The Office of National Statistics reports that 6 out of 9 major occupational groups for men, and 3 out of 9 for women, had significantly higher rates of death from Covid-19 than for men and women of the same age in the general population. The highest rates were for men in elementary work in processing plants, which reached 4.5 times the average rates from March to December 2020.

Doctors In Unite considers the current HSE classification of Covid-19 to be wrong. No hazard affects all workers in the same way. It is clear that Covid-19 workplace outbreaks put workers at increased risk of death and long term disability, and there is no reason why it should not be classified as Serious. This matters to workers because, without the Serious classification, Inspectors are hindered in the application of all the appropriate improvement measures specified in the HSE Enforcement Management Model.

There have been over 3,500 workplace outbreaks reported to the Health and Safety Executive (HSE) but only 2 immediate enforcement actions taken as a result. 14,500 people of working age are known to have died, from a disease which overwhelmingly affects elderly people. Not a single employer has been prosecuted for breaching safety regulations, while tens of thousands of individuals have been fined for doing so. 

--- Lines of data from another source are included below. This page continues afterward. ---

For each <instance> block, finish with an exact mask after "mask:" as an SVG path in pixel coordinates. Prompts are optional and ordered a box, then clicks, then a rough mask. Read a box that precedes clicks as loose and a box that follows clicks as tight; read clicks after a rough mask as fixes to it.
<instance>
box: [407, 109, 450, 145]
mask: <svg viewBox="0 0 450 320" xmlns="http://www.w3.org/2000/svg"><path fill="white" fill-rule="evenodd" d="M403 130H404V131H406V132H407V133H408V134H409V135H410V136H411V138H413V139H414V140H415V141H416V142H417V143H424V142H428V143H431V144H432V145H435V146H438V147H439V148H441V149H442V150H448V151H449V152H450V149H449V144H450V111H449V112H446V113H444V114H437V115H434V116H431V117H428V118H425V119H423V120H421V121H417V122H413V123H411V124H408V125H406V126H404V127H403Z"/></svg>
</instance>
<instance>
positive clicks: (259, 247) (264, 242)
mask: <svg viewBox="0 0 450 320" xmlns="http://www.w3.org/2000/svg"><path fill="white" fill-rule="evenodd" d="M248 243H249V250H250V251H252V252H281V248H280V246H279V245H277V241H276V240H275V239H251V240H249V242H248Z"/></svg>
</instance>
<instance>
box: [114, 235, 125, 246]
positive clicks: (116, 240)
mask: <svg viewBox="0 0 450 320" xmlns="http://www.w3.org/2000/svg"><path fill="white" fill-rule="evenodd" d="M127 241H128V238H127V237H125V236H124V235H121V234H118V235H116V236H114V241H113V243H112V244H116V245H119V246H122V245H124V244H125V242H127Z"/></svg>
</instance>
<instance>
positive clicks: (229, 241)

The HSE’s effectiveness has been severely damaged by years of cuts to its budget and staff losses.  Experts in the field of Health and Safety, and Employment Law, such as the Institute of Employment Rights (IER), say the HSE leadership is guilty of a massive regulatory failure over Covid-19 in a detailed report “HSE and Covid at work: a case of regulatory failure”.  They also say HSE has been “captured by the state”, with the report stating, “In fact, the HSE’s performance raises the further question of whether it can any longer be viewed as a trusted regulator capable of protecting the interests of working people, independent of the shifting, politically driven agendas of government.”

We also saw this failure when the HSE, together with Public Health England and Faculty of Occupational Medicine were asked by SAGE to look into “Mitigation of risks of Covid-19 in occupational settings, with a focus on ethnic minority groups”.  Their consensus statement was little more than a whitewash, endorsing existing, and wholly inadequate guidance in the workplace and ignoring entirely the issue of racism, ascribing the grossly disproportionate deaths of black workers to cultural differences.  Our analysis of their statement is here.

Doctors in Unite joins the TUC and Prospect the Union in calling for the HSE to change its definition as a matter of urgency, to empower HSE inspectors on the ground, who are doing the best they can, to be able to issue prohibition notices and other urgent corrective demands where necessary.